Where state 0 and 6 are start and accepting states, respectively and all unlabeled transitions go back to state 0.
My version of Cormen, Leiserson and Rivest is older than yours (the algorithm you reference is on page 868 in mine) but I believe the content is the same.
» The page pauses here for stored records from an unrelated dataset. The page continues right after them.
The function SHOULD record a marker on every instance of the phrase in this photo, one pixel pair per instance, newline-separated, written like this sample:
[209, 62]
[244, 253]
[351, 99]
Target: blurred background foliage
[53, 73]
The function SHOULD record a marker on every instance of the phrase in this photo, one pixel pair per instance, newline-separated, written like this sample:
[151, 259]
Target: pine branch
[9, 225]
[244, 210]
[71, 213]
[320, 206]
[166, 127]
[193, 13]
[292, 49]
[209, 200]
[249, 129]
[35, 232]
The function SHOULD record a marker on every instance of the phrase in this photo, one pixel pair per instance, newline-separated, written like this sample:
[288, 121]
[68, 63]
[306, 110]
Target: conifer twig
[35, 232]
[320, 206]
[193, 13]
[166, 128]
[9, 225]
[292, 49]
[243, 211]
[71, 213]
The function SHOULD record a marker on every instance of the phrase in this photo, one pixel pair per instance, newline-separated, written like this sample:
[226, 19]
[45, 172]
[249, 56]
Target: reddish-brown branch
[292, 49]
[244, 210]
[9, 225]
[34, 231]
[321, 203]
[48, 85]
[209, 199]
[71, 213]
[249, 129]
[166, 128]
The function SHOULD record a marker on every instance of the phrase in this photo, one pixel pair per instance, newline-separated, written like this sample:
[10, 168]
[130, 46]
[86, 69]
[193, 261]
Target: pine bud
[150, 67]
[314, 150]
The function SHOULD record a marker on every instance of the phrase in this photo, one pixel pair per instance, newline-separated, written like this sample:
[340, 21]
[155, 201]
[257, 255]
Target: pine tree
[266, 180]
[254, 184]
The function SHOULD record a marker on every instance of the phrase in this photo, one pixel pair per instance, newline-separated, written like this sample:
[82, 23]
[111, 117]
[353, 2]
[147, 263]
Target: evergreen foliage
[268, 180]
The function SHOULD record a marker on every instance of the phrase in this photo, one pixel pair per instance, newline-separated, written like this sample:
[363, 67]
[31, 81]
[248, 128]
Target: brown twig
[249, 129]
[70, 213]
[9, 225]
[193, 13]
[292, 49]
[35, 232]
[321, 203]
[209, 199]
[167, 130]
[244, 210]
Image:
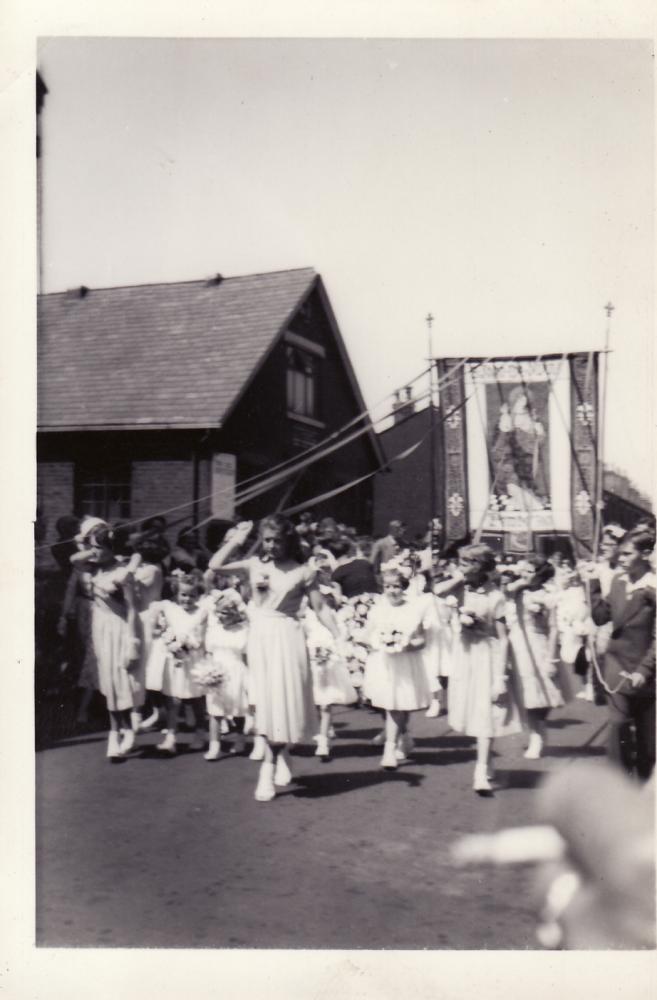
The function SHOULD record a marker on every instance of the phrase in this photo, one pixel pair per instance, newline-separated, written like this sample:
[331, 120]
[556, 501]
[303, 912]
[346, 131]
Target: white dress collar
[647, 580]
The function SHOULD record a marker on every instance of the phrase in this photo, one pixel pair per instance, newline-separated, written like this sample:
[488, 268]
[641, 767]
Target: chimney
[403, 407]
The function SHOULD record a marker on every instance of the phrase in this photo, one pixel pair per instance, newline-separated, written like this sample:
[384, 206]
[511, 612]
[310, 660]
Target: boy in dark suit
[629, 662]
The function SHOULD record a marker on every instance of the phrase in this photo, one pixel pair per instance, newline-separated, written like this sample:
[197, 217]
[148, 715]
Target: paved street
[170, 853]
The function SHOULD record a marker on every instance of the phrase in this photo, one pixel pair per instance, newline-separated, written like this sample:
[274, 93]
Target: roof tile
[168, 355]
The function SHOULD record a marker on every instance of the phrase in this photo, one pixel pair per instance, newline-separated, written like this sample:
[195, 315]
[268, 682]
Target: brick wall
[54, 499]
[160, 485]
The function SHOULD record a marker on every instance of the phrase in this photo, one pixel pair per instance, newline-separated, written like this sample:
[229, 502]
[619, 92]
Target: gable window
[103, 490]
[302, 372]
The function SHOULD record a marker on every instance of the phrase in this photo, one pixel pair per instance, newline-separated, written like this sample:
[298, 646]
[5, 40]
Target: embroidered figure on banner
[519, 451]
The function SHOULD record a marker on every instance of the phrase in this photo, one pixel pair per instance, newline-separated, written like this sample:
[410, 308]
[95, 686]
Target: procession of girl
[266, 642]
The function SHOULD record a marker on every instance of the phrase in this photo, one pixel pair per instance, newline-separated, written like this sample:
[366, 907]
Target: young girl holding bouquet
[114, 634]
[224, 676]
[395, 675]
[178, 643]
[280, 678]
[531, 621]
[331, 681]
[480, 702]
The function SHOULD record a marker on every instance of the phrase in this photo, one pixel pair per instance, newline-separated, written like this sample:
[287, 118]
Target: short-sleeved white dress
[280, 681]
[540, 684]
[227, 647]
[113, 640]
[475, 664]
[396, 681]
[331, 678]
[175, 670]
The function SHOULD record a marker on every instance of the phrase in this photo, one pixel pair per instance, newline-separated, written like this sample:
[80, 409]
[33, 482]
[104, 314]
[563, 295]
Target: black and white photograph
[343, 525]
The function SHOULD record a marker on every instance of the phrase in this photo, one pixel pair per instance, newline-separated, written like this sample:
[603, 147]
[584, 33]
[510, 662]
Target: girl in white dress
[279, 671]
[395, 675]
[114, 634]
[573, 619]
[225, 641]
[331, 679]
[176, 648]
[148, 589]
[543, 681]
[481, 704]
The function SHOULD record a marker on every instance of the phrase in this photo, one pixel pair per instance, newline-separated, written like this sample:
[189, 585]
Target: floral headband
[397, 566]
[229, 600]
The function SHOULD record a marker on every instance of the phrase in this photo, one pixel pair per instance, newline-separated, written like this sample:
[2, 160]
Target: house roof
[158, 356]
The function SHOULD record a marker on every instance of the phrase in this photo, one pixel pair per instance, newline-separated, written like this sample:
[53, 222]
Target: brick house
[149, 396]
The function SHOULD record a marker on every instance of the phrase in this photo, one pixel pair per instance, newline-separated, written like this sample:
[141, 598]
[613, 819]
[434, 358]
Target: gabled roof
[158, 356]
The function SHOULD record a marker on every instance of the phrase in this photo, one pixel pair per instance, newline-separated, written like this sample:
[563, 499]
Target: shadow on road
[340, 782]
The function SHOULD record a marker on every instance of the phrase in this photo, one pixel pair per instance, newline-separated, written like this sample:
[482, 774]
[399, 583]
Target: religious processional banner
[520, 447]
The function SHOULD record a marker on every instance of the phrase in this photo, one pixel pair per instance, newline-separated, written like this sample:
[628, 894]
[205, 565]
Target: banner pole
[432, 425]
[602, 411]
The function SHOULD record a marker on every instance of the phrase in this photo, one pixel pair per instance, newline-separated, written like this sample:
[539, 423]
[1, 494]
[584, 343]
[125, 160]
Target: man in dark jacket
[629, 662]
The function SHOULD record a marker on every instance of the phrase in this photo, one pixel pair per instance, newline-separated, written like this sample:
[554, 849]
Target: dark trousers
[632, 736]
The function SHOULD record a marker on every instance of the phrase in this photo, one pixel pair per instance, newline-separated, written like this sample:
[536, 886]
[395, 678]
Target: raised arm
[443, 587]
[326, 615]
[234, 540]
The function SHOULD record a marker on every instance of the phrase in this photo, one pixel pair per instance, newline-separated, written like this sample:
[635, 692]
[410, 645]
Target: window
[104, 491]
[302, 369]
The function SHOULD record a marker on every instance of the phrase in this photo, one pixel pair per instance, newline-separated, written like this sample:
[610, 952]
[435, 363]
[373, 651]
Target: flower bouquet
[208, 675]
[178, 646]
[261, 581]
[391, 640]
[319, 652]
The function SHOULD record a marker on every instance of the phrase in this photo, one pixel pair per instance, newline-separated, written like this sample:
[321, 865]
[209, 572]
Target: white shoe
[265, 790]
[389, 759]
[198, 740]
[535, 747]
[282, 773]
[258, 752]
[481, 782]
[113, 746]
[168, 744]
[127, 740]
[214, 750]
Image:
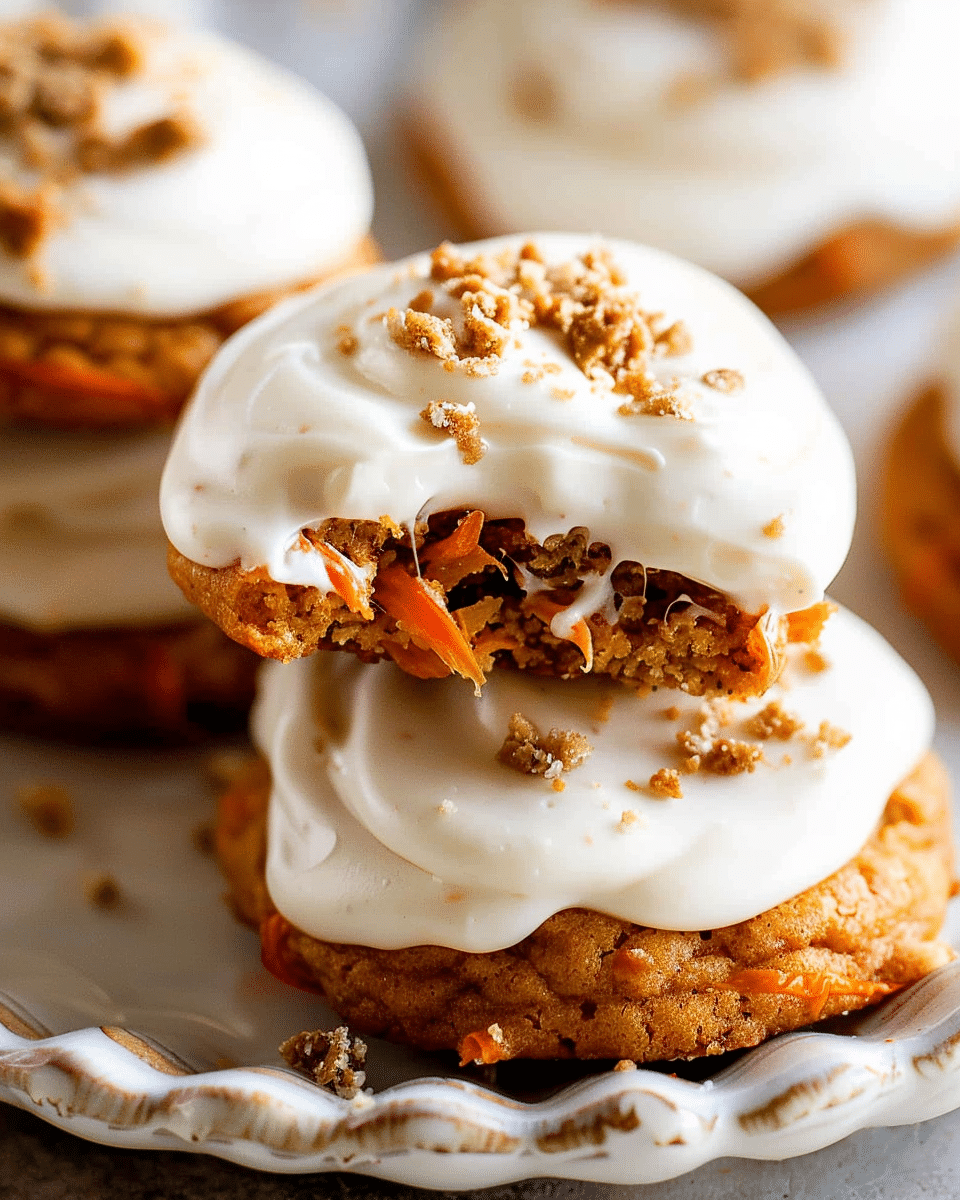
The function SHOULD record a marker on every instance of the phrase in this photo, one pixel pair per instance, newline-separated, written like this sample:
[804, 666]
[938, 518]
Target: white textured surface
[276, 191]
[286, 431]
[743, 183]
[384, 831]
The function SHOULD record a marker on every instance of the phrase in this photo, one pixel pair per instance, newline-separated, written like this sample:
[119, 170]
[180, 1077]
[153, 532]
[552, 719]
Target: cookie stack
[159, 190]
[603, 774]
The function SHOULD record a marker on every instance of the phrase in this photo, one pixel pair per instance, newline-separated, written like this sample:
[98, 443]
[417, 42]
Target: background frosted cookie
[95, 640]
[609, 898]
[804, 151]
[546, 454]
[161, 187]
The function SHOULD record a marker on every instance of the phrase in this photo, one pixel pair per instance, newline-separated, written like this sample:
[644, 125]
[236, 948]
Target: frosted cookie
[597, 875]
[803, 151]
[95, 640]
[160, 187]
[547, 454]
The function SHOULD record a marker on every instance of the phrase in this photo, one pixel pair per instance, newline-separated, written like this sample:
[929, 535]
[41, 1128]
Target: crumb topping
[665, 784]
[525, 749]
[774, 528]
[103, 892]
[706, 748]
[333, 1060]
[601, 323]
[54, 78]
[49, 809]
[461, 423]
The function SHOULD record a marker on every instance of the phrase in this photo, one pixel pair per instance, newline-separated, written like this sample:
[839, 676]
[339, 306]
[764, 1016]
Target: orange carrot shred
[274, 930]
[540, 605]
[415, 661]
[342, 575]
[808, 624]
[480, 1047]
[460, 555]
[815, 987]
[419, 611]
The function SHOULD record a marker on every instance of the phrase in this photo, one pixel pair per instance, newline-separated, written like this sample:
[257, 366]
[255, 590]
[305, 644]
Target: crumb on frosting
[334, 1061]
[54, 76]
[103, 892]
[525, 749]
[49, 809]
[461, 423]
[604, 328]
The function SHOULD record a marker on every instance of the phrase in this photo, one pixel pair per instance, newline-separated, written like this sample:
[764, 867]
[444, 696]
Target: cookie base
[587, 985]
[847, 267]
[165, 684]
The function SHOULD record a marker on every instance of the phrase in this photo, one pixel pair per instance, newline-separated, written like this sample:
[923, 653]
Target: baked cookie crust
[171, 683]
[921, 517]
[109, 371]
[586, 985]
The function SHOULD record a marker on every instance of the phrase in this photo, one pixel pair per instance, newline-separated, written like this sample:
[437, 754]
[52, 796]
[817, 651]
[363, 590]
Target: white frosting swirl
[277, 191]
[285, 431]
[81, 540]
[743, 183]
[385, 831]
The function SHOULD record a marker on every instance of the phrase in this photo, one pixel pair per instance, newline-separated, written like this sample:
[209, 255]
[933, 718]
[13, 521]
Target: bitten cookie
[539, 453]
[801, 151]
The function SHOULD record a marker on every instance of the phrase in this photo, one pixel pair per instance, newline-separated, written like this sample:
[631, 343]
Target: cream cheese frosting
[743, 181]
[81, 540]
[276, 191]
[387, 831]
[286, 430]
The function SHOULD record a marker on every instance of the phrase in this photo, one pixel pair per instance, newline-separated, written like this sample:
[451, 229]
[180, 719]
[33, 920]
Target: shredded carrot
[87, 383]
[481, 1047]
[454, 558]
[342, 574]
[420, 612]
[540, 605]
[816, 987]
[274, 930]
[808, 624]
[415, 661]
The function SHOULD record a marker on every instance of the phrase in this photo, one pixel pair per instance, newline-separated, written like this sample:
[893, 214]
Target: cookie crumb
[527, 750]
[49, 809]
[724, 379]
[333, 1060]
[347, 341]
[665, 784]
[461, 423]
[774, 528]
[103, 892]
[774, 721]
[828, 737]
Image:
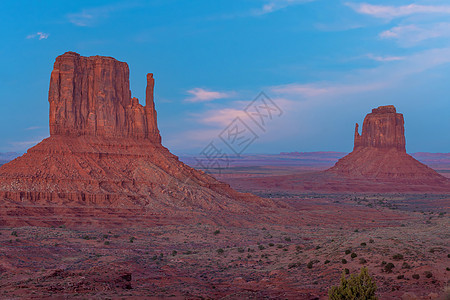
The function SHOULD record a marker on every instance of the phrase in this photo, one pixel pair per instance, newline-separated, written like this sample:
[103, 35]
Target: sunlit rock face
[105, 149]
[379, 151]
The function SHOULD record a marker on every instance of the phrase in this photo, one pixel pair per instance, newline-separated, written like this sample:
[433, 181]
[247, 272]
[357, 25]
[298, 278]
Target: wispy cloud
[39, 35]
[360, 82]
[222, 117]
[390, 12]
[202, 95]
[410, 35]
[384, 58]
[274, 5]
[91, 16]
[324, 89]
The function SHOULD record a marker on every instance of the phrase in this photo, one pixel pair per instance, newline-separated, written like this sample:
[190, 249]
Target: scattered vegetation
[360, 286]
[388, 267]
[397, 256]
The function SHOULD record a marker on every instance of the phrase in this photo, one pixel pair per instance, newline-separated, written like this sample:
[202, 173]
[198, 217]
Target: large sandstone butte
[380, 153]
[105, 150]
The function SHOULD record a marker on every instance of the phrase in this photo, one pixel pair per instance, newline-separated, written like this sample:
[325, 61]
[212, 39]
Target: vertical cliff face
[91, 96]
[105, 150]
[382, 129]
[380, 152]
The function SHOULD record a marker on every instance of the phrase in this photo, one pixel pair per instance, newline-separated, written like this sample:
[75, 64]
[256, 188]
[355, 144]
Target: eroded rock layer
[105, 150]
[380, 153]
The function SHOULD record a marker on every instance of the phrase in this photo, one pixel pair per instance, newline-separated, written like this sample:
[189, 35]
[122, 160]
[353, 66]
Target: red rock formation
[382, 129]
[380, 153]
[91, 96]
[105, 149]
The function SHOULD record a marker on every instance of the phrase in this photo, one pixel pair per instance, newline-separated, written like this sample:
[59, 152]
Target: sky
[323, 64]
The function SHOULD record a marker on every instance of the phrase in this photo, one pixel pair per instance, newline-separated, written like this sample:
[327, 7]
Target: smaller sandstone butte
[380, 153]
[105, 152]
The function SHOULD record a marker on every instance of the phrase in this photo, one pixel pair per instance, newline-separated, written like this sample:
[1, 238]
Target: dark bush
[360, 286]
[397, 256]
[388, 267]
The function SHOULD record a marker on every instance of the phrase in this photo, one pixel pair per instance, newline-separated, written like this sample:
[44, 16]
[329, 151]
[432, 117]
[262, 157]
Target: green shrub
[358, 287]
[388, 267]
[397, 256]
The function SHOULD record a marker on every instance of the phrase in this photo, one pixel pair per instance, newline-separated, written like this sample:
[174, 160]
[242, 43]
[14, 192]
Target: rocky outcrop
[382, 129]
[379, 152]
[90, 96]
[105, 150]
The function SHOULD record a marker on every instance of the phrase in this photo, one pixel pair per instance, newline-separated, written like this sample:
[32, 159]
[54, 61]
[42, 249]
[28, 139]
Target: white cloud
[39, 35]
[222, 117]
[275, 5]
[410, 35]
[360, 82]
[384, 58]
[202, 95]
[91, 16]
[390, 12]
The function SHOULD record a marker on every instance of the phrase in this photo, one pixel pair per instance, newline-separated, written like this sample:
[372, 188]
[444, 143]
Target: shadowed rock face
[105, 149]
[91, 96]
[382, 129]
[380, 153]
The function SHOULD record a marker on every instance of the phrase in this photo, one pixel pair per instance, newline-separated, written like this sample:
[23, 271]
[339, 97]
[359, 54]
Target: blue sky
[325, 63]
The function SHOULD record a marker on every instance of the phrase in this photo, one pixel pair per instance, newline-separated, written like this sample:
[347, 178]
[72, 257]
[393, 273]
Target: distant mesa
[380, 152]
[105, 150]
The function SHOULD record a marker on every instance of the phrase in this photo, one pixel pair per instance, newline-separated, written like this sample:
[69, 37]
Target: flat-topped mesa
[90, 96]
[382, 129]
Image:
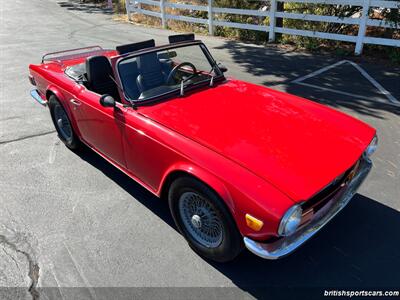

Here is the algorithm they present:
$\text{Compute-Transition-Function}(P, \Sigma)$
1 $\ \ \ \ m \leftarrow length[P] $
2$\ \ \ \ {\bf \text{for } } q \leftarrow 0 {\bf \text{ to }} m $
3$\ \ \ \ \ \ \ \ {\bf \text{do for }} \text{each character } a \in \Sigma $
4$\ \ \ \ \ \ \ \ \ \ \ \ {\bf \text{do }} k \leftarrow \text{min}(m+1, q+2)$
5$\ \ \ \ \ \ \ \ \ \ \ \ \ \ \ \ {\bf \text{repeat }} k \leftarrow k - 1 $
6$\ \ \ \ \ \ \ \ \ \ \ \ \ \ \ \ \ \ {\bf \text{until }} P_k \sqsupset P_q a $
7$\ \ \ \ \ \ \ \ \ \ \ \ \ \ \ \ \delta(q,a) \leftarrow k $
8$\ \ \ \ {\bf \text{return }} \delta $
They want to construct a DFA of length one longer than the pattern, $P$. The state transition is stored in $\delta$. $\delta(q,a) \leftarrow k$ adds an edge with label $a$ from state $q$ to state $k$. They loop through each state and for each state loop through each character in the alphabet to determine where that state should go.
I believe the problem you are having is with the suffix function on line 6, where the suffix function is '$\sqsupset$'.
The suffix function is defined as follows:
$ w \sqsupset x \rightarrow \exists y \ \text{ s.t. } x = yw $
meaning, $w$ can be found as a suffix of $x$.
In words, the loop that line 6 is contained in is saying "Find the maximum suffix of the strings shorter than the current state $q$ that start at $P[0]$". Once that is found, we know we can 'skip ahead' and transition to that state instead of the beginning. There are some fence post issues and that's why they have the min function there, but the intuition still holds.
By considering all strings, $P_k$, that start at the beginning of the pattern shorter than the current position of the read pattern, $P_q a$, we test each $P_k$ to be a suffix of $P_q a$ and choose the maximum. This is just a more formal and generalized way of expressing your intuition.